I am about to quote John Maynard Keynes with approval, from his 1919 Economic Consequences of the Peace.
Lenin is said to have declared that the best way to destroy the capitalist system was to debauch the currency. By a continuing process of inflation, governments can confiscate, secretly and unobserved, an important part of the wealth of their citizens.
I do not actually believe that Keynes ever resiled from that belief which is why towards the end of his life he is reported to have said, “I am not a Keynesian.” But whether he was or he wasn’t, it now seems everyone else today still is. The biggest mystery to me till now has been why these policy makers in Treasuries across the world have not tried to finance the huge increases in public deficits by cutting the public sector wages bill, at least for the “non-essential” workforce. It finally occurred to me today why governments have left public sector wages alone.
With their “stimulus” packages, immense gaping budgetary holes have been created through stopping dead a large part of the economy, in this way losing immense tax revenues while funding tremendous increases in their outlays. I believe they have left public sector wages alone because they believe it is important to maintain demand as the economy sinks into recession. They seem to believe their zero-productivity workforce can maintain the level of aggregate demand, while employees within the actually productive parts of the economy – the ones employed by the private sector – have lost their jobs and their incomes with a massive fall in their ability to spend as much as they previously did.
Naturally, those same public servants, the ones who are advising our governments, believe how important it is that they keep receiving their full salaries even though their own decisions have mutilated the livelihoods of millions across the world, both among business owners and their employees. It is disgusting and maddening. Were it not for the absolute junk theories their heads are filled with, this would be as obvious as the day is long.
Our governments have now done two things simultaneously. They have cut production (Q) while pouring money (M) out into the economy. So let me take you to a bit of ancient economics that has never been refuted since basically it is an identity, absolutely true because it cannot be otherwise. This is known as the Quantity Theory of Money. As an equation, it states that P = Mv/Q – the more rapid the amount of money in circulation (M) especially if the increase in the stock of money is coupled with a fall in output (Q) the more rapid the rate of inflation will be. There is also “v” which is an indication of how fast each unit of money passes from hand to hand, “v” standing for “velocity of circulation”. Which leads to this conclusion that no economist denies:
The price level increases with every increase in the amount of money in an economy relative to the amount of output being produced and bought. The faster the money supply grows while output is being cut back, the greater the rate of inflation must be.

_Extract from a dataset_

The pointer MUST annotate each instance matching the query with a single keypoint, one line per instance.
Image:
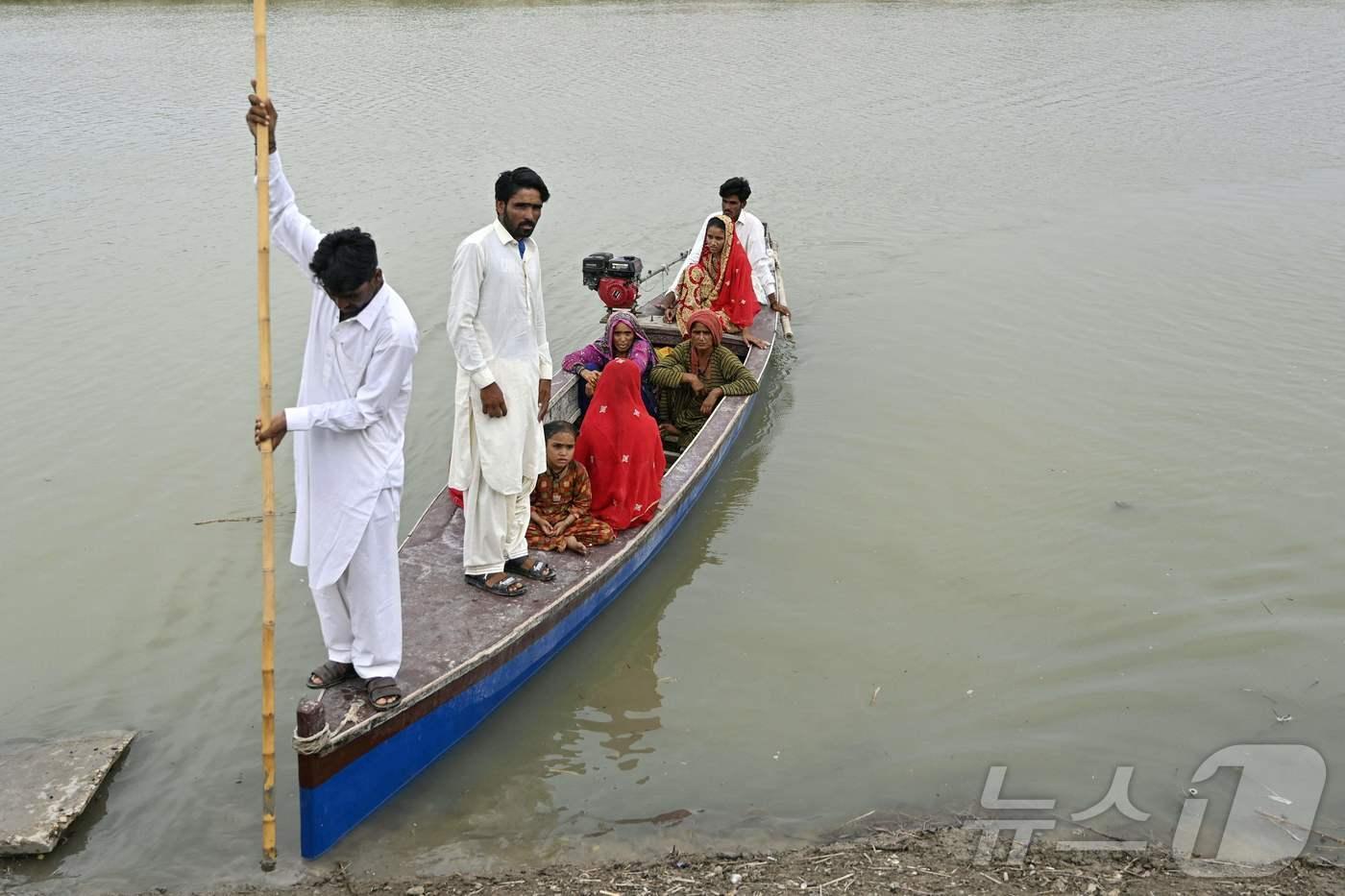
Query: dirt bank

And as a matter of policy, that is just exactly what we are doing. We are increasing the amount of money being spent while reducing the amount of goods and services available to buy. The outcome will be an inevitable large increase in the rate of inflation.

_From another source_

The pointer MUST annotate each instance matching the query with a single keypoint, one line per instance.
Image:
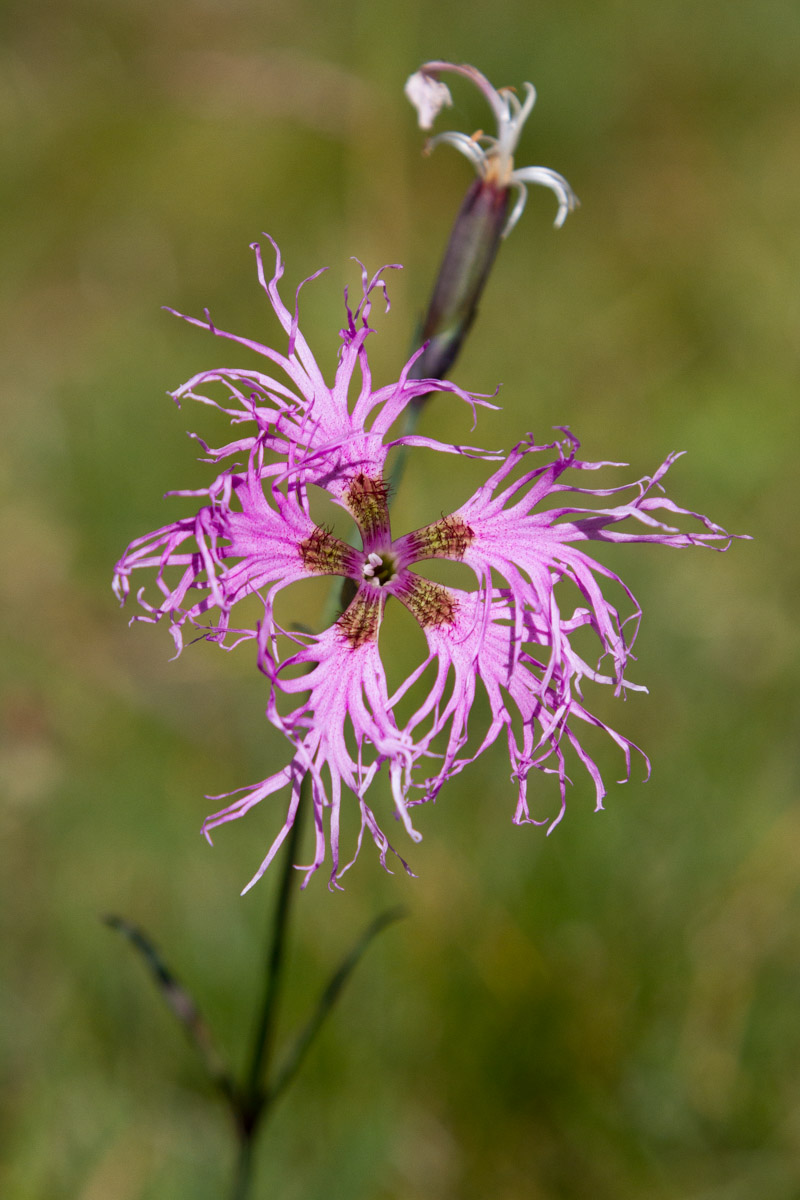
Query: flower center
(379, 568)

There is absolutely no reason, given the potential for runaway inflation following the policies we are now about to endure, to leave public sector wage rates untouched. They must be reduced as a matter of both equity and economic necessity.
The correct policy given our circumstances, a policy which I fully endorsed from the start, was to fill in the income losses for those who lose their jobs, but only for those who lost their jobs, so that they could continue to buy what they need. This is not a stimulus. We are obviously not trying to grow the economy. This is just to make sure people are still able to buy what they need and to pay their bills. The same necessity was to reduce business costs wherever possible. A business without revenue because the government has shut them down and deprived them of their customer base, should have its tax bills deferred along with assistance provided to cover their outgoing costs while they are in shut-down mode, such as taxes, interest payments and rent.

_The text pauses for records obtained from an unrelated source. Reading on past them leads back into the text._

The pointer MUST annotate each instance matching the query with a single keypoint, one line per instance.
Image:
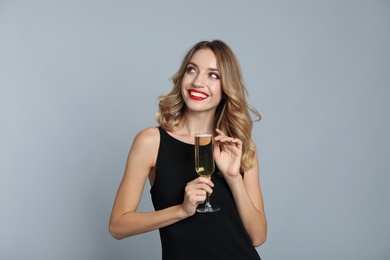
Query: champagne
(204, 158)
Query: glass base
(208, 209)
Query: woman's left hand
(227, 154)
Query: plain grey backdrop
(79, 79)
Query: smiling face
(201, 84)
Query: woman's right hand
(195, 194)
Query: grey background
(80, 78)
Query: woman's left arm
(246, 191)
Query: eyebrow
(194, 64)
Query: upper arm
(140, 161)
(252, 183)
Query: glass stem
(207, 205)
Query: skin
(202, 92)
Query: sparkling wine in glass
(204, 163)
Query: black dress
(218, 235)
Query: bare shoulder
(148, 138)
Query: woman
(208, 95)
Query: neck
(195, 122)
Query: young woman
(208, 95)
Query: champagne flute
(204, 163)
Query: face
(201, 84)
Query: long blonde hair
(233, 113)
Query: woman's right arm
(125, 221)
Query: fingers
(222, 138)
(200, 185)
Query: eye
(190, 69)
(214, 76)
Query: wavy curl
(232, 114)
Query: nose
(200, 80)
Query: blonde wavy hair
(232, 115)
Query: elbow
(258, 241)
(114, 232)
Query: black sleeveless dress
(218, 235)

To hammer private sector employees while leaving public service wages untouched is an outrage. It defies explanation for governments to leave untouched the public service wages bill while forcing private sector employees out of their jobs. The only equitable policy is for every one of us to share the sacrifice. It is beyond explanation for the government to hammer private sector employees and leave the public sector earning the incomes they continue to earn.
There is then the inflation that is to come. This inflation will only be contained only if it is understood by one and all right now that when this emergency is over that interest rates will have to rise to stop inflation from rising by soaking up the excess liquidity that has now been unleashed. Unless, of course, the aim really is to destroy the capitalist system.